Was wir mit so viel Menschenstolz Lernen nennen, das ist also nichts weiter als die furchtbare Bemühung des Menschengeschlechtes, zu seinen ererbten Instinkten neue hinzu zu erwerben, und es wäre ein Triumph des Darwinismus, wenn dereinst die Kinder laufend, plappernd und klavierspielend auf die Welt kämen, wie heute das Hühnchen sofort laufen und picken kann. Unser Lernen ist nichts als die Bemühung, durch das bewußte Gedächtnis hindurch zu instinktmäßiger Tätigkeit zu gelangen. Deshalb tut das Lernen anfangs so weh, deshalb weint das Kind beim Lesenlernen wie bei Bauchgrimmen und Atemnot, und liest nachher ganz gedankenlos, wie es unbewußt verdaut und atmet. Solange die Hand nicht ohne Bewußtsein den Dreiklang auf dem Klavier greifen lernt, solange ist es eine Anstrengung; nachher spielt das unbewußte Gedächtnis allein ganze Stücke, wie denn die Medizin Fälle bezeugt, in denen Musiker im Orchester während epileptischer Anfälle (also ganz ohne Bewußtsein) im Takte weiterspielten. Die Wertschätzung muß also wirklich umgekehrt werden. Nur was wir nicht können, das leitet tastend und tappend, wie ein Anfänger in der Seiltänzerei, das Bewußtsein. Alles, was wir können, vollzieht das unbewußte Gedächtnis.
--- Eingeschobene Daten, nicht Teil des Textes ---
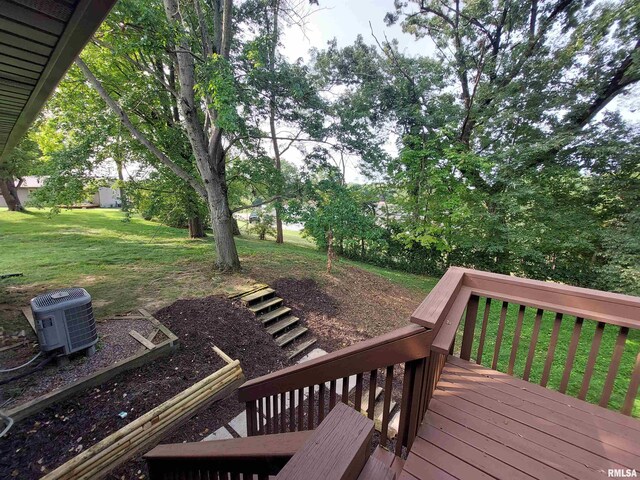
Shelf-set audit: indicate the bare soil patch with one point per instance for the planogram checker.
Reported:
(114, 344)
(74, 425)
(348, 307)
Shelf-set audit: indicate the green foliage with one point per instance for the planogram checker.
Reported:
(217, 82)
(264, 226)
(347, 212)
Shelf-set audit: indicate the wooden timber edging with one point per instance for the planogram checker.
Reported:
(138, 359)
(147, 430)
(252, 289)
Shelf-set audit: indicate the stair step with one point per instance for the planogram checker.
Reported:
(247, 299)
(290, 336)
(375, 469)
(271, 302)
(377, 417)
(364, 404)
(301, 348)
(272, 315)
(282, 324)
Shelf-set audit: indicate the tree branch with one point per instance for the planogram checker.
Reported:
(115, 107)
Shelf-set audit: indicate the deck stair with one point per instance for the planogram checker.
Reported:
(278, 321)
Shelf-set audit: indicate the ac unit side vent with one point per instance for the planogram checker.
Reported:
(81, 326)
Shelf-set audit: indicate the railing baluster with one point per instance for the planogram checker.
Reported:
(632, 391)
(593, 355)
(469, 327)
(301, 409)
(551, 351)
(345, 391)
(321, 403)
(516, 340)
(483, 332)
(373, 384)
(496, 350)
(268, 415)
(532, 345)
(292, 411)
(422, 395)
(251, 418)
(332, 394)
(409, 370)
(276, 414)
(357, 402)
(283, 410)
(571, 355)
(260, 416)
(414, 414)
(388, 389)
(311, 411)
(613, 366)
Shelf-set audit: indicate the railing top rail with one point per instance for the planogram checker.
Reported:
(398, 346)
(607, 307)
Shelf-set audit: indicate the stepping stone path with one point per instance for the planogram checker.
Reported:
(238, 426)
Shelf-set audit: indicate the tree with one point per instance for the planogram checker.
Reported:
(19, 164)
(190, 63)
(338, 217)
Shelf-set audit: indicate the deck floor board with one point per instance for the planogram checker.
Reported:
(481, 423)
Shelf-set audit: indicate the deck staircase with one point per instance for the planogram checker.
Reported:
(280, 323)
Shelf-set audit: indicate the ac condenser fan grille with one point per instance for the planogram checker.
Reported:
(80, 325)
(59, 296)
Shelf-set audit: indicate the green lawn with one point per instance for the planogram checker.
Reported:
(141, 263)
(129, 264)
(588, 329)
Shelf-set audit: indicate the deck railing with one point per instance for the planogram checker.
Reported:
(297, 398)
(577, 317)
(408, 362)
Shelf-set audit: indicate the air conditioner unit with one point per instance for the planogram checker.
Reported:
(64, 319)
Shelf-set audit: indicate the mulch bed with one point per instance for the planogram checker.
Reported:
(315, 308)
(42, 442)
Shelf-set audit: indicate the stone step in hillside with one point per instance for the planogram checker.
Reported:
(282, 324)
(277, 319)
(290, 336)
(258, 296)
(273, 315)
(266, 305)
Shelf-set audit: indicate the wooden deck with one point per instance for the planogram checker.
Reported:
(485, 424)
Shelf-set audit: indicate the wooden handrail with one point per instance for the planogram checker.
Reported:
(607, 307)
(402, 345)
(337, 450)
(295, 397)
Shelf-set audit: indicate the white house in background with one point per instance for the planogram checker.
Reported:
(105, 197)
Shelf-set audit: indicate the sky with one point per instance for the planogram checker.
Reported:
(346, 19)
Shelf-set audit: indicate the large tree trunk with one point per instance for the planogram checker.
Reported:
(196, 228)
(124, 203)
(10, 195)
(272, 117)
(222, 225)
(330, 253)
(235, 227)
Nun wissen wir aber endlich, was es mit der Heringschen Formel auf sich hat. Das Gedächtnis soll eine Funktion, das heißt eine abhängige Veränderliche der organisierten Materie sein. Ja, wenn der Organismus nach alter Anschauung ein Staat wäre, etwa unter der Regierung eines Bewußtseins oder einer Seele, dann könnte man sich unter dem Gedächtnis als einer Funktion etwas denken; dann wäre das Gedächtnis die Leistung der amtlichen Zeitungsschreiber, wie denn die offiziösen Journalisten streng wissenschaftlich als die Funktionen der Regierung, das heißt als ihre abhängigen Veränderlichen bezeichnet werden können. Sind aber die Gedächtnisse nur automatische Geleise der Nervenbahnen, dann kennen wir die unabhängige Veränderliche ebensowenig wie das Abhängigkeitsverhältnis zwischen ihr und den Gedächtnissen, und die Heringsche Formel erweist sich als eine pedantische Nachahmung des geschmacklosen Witzes: "Das Denken sei eine Sekretion des Gehirns, wie der Harn eine Sekretion der Nieren sei." Man muß ein beschränkter Materialist sein, um sich bei dieser Gleichstellung einer Ware und eines Abfallstoffes etwas denken zu können. Die Heringsche Formel ist — wie gesagt — nützlich und fruchtbar; aber sie ist erkenntnis-theoretisch nicht einmal witzig, kann weiter nichts sagen als: "Wenn wir könnten, möchten wir das Gedächtnis gern mechanisch erklären." Daß wir es nicht erklären können, daß wir unser Nichtwissen so klar als möglich einge-stehen, das trennt uns eben von dem Materialismus.